De congenitale vorm (aangeboren) komt het meest voor bij kinderen van wie de moeder MD1 heeft. Baby’s met deze vorm hebben meestal erge klachten: ze zijn slap en zwak en hebben moeite met drinken en ademen.
Op kinderleeftijd hebben zij een achterstand in hun verstandelijke, motorische en vaak ook van de spraak/taalontwikkeling. Kenmerkend is een uitdrukkingloos gezicht en het´tentmondje´.
Soms hebben deze kinderen klompvoeten of bewegingsbeperking van andere gewrichten. De meeste kinderen leren uiteindelijk lopen.
Buikklachten (pijn, krampen, verstopping) komen veel voor, maar ook oorontstekingen. Daarnaast spraakproblemen, en problemen met kauwen en slikken hebben. Dit komt door zwakke mondspieren, kauwspieren en het gehemelte.
De kinderen hebben moeite met leren. Ze leren vaak wel praten en zichzelf verzorgen, maar kunnen meestal niet leren lezen en schrijven.
Daarnaast ontstaan ook verschijnselen van andere organen zoals bij de volwassen vorm.
Myotone dystrofie (MD1) is een zeldzame erfelijke ziekte. Kenmerken zijn het vertraagd ontspannen van aangespannen spieren (myotonie) en een langzaam toenemende spierzwakte (dystrofie).
Om de diagnose met zekerheid te kunnen stellen is erfelijkheidsonderzoek nodig. Om te ontdekken of uw kind een spierziekte heeft, hebben jullie een afspraak met verschillende specialisten van het Kinderspiercentrum.
Genezing van MD 1 is niet mogelijk. Wel proberen we de gevolgen van MD 1 draaglijk te maken en complicaties te voorkomen, bijvoorbeeld door de conditie van uw kind zo goed mogelijk op peil te houden of door de leefomgeving aan te passen.
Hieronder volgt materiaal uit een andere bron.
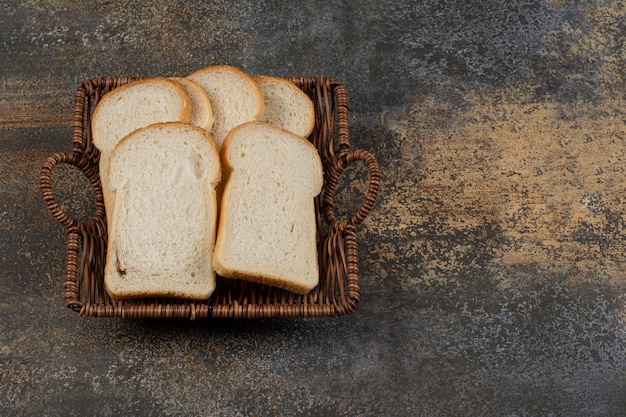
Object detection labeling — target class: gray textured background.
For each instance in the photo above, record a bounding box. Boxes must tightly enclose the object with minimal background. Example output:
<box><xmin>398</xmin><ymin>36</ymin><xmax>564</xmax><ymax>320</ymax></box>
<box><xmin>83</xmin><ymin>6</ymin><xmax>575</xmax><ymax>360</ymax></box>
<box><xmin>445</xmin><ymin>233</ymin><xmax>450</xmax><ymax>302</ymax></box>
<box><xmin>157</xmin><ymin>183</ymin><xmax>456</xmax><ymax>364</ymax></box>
<box><xmin>0</xmin><ymin>0</ymin><xmax>626</xmax><ymax>416</ymax></box>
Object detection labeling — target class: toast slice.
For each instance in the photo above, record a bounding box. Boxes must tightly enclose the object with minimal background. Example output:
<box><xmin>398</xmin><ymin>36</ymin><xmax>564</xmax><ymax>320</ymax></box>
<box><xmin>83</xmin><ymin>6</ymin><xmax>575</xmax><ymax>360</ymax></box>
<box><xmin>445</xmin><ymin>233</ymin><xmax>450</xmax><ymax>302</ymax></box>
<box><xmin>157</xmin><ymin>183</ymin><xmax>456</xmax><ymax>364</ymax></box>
<box><xmin>91</xmin><ymin>77</ymin><xmax>191</xmax><ymax>223</ymax></box>
<box><xmin>213</xmin><ymin>122</ymin><xmax>323</xmax><ymax>294</ymax></box>
<box><xmin>187</xmin><ymin>65</ymin><xmax>263</xmax><ymax>149</ymax></box>
<box><xmin>170</xmin><ymin>77</ymin><xmax>213</xmax><ymax>132</ymax></box>
<box><xmin>253</xmin><ymin>75</ymin><xmax>315</xmax><ymax>138</ymax></box>
<box><xmin>104</xmin><ymin>123</ymin><xmax>221</xmax><ymax>300</ymax></box>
Als uw kind een spierziekte heeft komen jullie jaarlijks voor controle naar het Kinderspiercentrum om te kijken hoe het gaat en hoe uw kind zich ontwikkelt.
In het Radboudumc Expertisecentrum voor Spierziekten worden jaarlijks 1.500 kinderen en volwassenen gezien met allerlei spierziekten, ook wel neuromusculaire aandoeningen genoemd.